Italian prosecutor (born 1967)

Henry John Woodcock (born 23 March 1967) is an Italian prosecutor based in Naples.

== Early life and career ==
Woodcock was born on 23 March 1967 in Taunton, Somerset, England. His father George was British and worked as a languages teacher at Livorno's Naval Academy in Northern Italy, and his mother was from the Southern Italian city of Naples in Campania, where Woodcock grew up following his parents' divorce. Woodcock worked in Potenza (the capital of the Italian region of Basilicata) for about ten years where he was a colleague of Luigi De Magistris, a former magistrate who went on to became the mayor of Naples from 2011 to 2021, and they cooperated in anti-mafia investigations. Woodcock moved to Naples in September 2009.
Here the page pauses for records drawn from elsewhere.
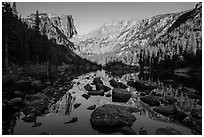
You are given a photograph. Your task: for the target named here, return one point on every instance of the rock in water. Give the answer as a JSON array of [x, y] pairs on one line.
[[88, 87], [97, 80], [120, 95], [106, 88], [171, 100], [91, 107], [86, 96], [100, 92], [108, 95], [167, 131], [36, 124], [99, 86], [19, 94], [166, 110], [150, 100], [113, 83], [73, 120], [29, 118], [142, 85], [127, 131], [15, 101], [77, 105], [112, 116]]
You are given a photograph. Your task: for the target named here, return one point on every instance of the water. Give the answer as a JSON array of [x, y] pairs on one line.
[[63, 111]]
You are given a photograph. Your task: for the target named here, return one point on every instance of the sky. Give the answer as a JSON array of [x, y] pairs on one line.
[[89, 15]]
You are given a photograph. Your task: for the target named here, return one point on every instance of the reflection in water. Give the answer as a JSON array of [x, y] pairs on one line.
[[64, 105], [62, 110]]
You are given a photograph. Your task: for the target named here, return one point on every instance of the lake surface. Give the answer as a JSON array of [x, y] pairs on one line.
[[63, 109]]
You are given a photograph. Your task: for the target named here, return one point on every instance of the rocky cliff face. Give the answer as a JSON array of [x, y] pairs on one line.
[[58, 28], [134, 41]]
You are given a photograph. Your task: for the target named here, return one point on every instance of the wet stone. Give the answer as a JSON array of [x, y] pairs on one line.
[[108, 95], [77, 105], [91, 107], [73, 120], [88, 87], [167, 131], [150, 100], [120, 95], [97, 80], [29, 118], [36, 124], [142, 85], [86, 96], [166, 110], [96, 92], [15, 101], [112, 116]]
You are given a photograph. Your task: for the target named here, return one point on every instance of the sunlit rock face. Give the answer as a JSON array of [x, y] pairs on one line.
[[59, 28], [137, 40]]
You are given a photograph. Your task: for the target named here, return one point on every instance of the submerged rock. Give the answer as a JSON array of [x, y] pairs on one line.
[[116, 84], [108, 95], [111, 116], [73, 120], [150, 100], [36, 104], [166, 110], [142, 85], [88, 87], [19, 94], [36, 124], [97, 80], [77, 105], [29, 118], [167, 131], [96, 92], [15, 101], [91, 107], [120, 95], [86, 96]]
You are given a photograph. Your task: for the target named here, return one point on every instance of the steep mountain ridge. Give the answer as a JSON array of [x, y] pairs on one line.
[[59, 28], [131, 41]]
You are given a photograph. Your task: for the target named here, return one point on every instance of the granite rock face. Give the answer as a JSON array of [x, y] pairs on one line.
[[59, 28]]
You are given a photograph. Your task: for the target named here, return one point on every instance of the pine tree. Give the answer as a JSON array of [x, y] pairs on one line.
[[37, 21], [14, 10]]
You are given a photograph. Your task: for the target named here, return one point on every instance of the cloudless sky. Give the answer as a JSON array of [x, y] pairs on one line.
[[89, 16]]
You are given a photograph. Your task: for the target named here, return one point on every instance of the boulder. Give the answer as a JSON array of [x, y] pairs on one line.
[[142, 85], [19, 94], [106, 88], [120, 95], [96, 92], [91, 107], [99, 86], [15, 101], [36, 104], [111, 116], [167, 131], [86, 96], [150, 100], [113, 83], [108, 95], [166, 110], [116, 84], [29, 118], [97, 80], [77, 105], [88, 87], [170, 100], [36, 124], [73, 120]]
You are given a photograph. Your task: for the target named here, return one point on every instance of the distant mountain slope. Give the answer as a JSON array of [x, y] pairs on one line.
[[143, 41]]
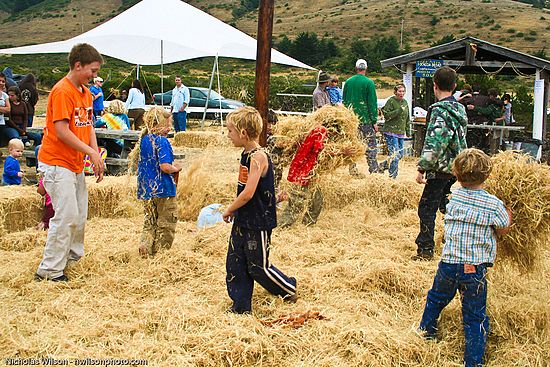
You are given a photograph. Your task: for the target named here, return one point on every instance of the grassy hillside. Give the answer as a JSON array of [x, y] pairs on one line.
[[504, 22]]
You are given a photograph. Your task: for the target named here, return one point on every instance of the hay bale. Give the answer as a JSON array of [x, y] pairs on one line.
[[23, 240], [198, 188], [200, 139], [20, 208], [523, 186]]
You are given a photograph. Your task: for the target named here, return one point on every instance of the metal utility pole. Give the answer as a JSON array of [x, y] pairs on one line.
[[263, 62]]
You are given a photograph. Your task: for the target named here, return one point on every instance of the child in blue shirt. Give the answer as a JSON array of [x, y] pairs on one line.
[[12, 169], [334, 92], [254, 216], [157, 178], [473, 219]]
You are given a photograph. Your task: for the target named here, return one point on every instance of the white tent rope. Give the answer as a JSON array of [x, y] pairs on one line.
[[123, 80]]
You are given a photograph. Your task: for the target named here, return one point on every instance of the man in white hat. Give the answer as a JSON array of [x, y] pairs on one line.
[[360, 96], [97, 95], [320, 94]]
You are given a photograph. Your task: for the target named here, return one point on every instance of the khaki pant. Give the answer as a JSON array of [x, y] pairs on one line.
[[302, 199], [66, 234], [159, 224]]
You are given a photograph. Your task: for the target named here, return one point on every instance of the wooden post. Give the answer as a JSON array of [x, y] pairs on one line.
[[263, 62]]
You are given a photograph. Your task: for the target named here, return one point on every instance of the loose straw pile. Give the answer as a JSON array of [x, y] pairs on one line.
[[524, 187]]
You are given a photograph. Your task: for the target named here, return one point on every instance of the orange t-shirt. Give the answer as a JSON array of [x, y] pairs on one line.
[[66, 102]]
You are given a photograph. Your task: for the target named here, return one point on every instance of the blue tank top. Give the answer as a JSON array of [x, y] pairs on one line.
[[260, 212]]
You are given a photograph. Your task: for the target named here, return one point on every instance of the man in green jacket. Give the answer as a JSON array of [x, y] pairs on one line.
[[445, 138], [360, 96]]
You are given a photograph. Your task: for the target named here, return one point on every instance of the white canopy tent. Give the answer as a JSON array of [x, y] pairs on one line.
[[158, 32], [185, 32]]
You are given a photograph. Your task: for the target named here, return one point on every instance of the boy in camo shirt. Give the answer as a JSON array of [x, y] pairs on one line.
[[445, 138]]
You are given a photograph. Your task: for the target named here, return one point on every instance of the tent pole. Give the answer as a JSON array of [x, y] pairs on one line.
[[263, 62], [220, 93], [161, 73], [209, 90]]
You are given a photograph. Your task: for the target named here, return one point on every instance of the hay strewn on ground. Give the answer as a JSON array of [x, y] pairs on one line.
[[352, 267], [200, 139], [523, 186]]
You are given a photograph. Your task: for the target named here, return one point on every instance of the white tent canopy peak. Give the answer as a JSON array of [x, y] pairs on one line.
[[186, 32]]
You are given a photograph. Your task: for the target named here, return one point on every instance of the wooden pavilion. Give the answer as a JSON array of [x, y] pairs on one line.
[[471, 55]]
== High-profile prosecutions ==
Woodcock became a prosecutor in 1996 and was noted for his investigations in high-profile scandals, including the Vip Gate in 2003 and Savoiagate in 2006. On 16 June 2006, Woodcock asked for and obtained from the judge of the preliminary investigation an arrest warrant against Vittorio Emanuele, Prince of Naples, of the House of Savoy that ruled the Kingdom of Italy, in Varenna, accusing him of participating in political corruption, forgery, and organisation of prostitution in relation to an investigation of the Casinò di Campione in Campione d'Italia. The arrest was made after wiretaps had been intercepted between Vittorio Emanuele and other suspects during a two-year investigation. Thirteen of 24 people investigated were arrested. Seven of these were jailed, while six were placed under house arrest. Among the other suspects were Salvatore Sottile, the spokesman of former foreign minister Gianfranco Fini and casino managers from Messina, Sicily. Italian television also indicated that Vittorio's cousin Simeon II of Bulgaria, the last Tsar and former prime minister of Bulgaria, was under investigation. Vittorio Emanuele was acquitted in Rome in 2010.